Ecco le 10 skills indispensabili per affrontare la sfida:

  • pensiero analitico e innovazione;
  • apprendimento attivo e strategie di apprendimento;
  • capacità di risolvere problemi complessi;
  • pensiero critico e capacità di analisi;
  • creatività, originalità e spirito d’iniziativa;
  • leadership e influenza sociale;
  • uso di tecnologie, monitoraggio e controllo;
  • progettazione e programmazione tecnologica;
  • resilienza, gestione dello stress e flessibilità;
  • ragionamento, problem solving e ideazione.

Acquisizione delle competenze

Secondo il report, il 40% dei lavoratori avrà bisogno di una riqualificazione professionale di circa sei mesi, e il 94% dei leader aziendali si aspetta che i dipendenti acquisiscano nuove competenze sul lavoro, con un forte aumento rispetto al 65% del 2018. Secondo il 39% dei datori di lavoro, la formazione sarà erogata internamente, attraverso anche l’integrazione di piattaforme online (16%) e consulenti esterni (11%). 

La pandemia ha accelerato il trend di riqualificazione online: tra aprile e giugno 2020, la piattaforma Coursera ha visto quadruplicare il numero di persone che cercano loro stesse opportunità di formazione.
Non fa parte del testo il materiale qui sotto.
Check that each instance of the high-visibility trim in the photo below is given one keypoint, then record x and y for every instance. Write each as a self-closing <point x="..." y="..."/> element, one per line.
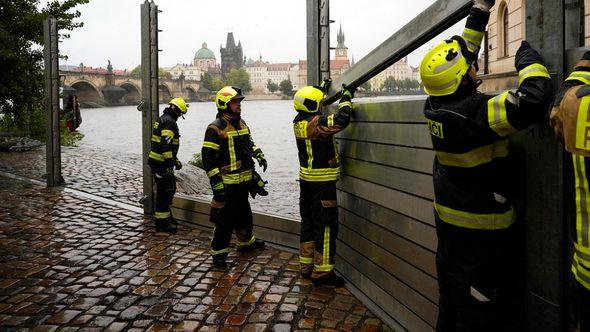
<point x="483" y="221"/>
<point x="534" y="70"/>
<point x="247" y="243"/>
<point x="582" y="76"/>
<point x="319" y="174"/>
<point x="582" y="274"/>
<point x="582" y="123"/>
<point x="213" y="172"/>
<point x="217" y="252"/>
<point x="497" y="116"/>
<point x="582" y="202"/>
<point x="167" y="132"/>
<point x="237" y="178"/>
<point x="476" y="157"/>
<point x="306" y="260"/>
<point x="156" y="156"/>
<point x="162" y="215"/>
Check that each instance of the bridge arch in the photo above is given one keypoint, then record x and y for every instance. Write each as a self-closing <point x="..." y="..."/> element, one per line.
<point x="133" y="95"/>
<point x="165" y="93"/>
<point x="87" y="92"/>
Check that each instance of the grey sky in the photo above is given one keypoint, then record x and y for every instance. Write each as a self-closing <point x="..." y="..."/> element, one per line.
<point x="274" y="29"/>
I datori di lavoro che offrono possibilità di apprendimento online per i propri lavoratori sono aumentati di cinque volte, e si è registrato un aumento di nove volte delle iscrizioni per gli studenti che accedono alle risorse online attraverso programmi governativi.
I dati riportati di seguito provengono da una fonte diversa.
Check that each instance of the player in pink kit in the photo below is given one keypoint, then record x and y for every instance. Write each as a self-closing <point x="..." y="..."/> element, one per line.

Reskilling e upskilling, le tempistiche

Il report del World Economic Forum definisce i tempi di acquisizione delle competenze. Saranno necessari da uno a due mesi per avere la padronanza di una delle 10 abilità nelle professioni emergenti negli ambiti copywriting, marketing e vendite; dai due ai tre mesi, invece, per espandere le proprie competenze nella ricerca e nello sviluppo di prodotti, nell’analisi dei dati e nell’utilizzo dell’intelligenza artificiale. 

Per acquisire nuove competenze nell’ambito del cloud e nell’ingegneria, sarà necessario un programma di apprendimento di quattro mesi. Grazie alle nuove tecnologie digitali, formazione e apprendimento continuo sono sempre più accessibili, ma per cogliere le nuove opportunità professionali e formative, serviranno tempo e finanziamenti.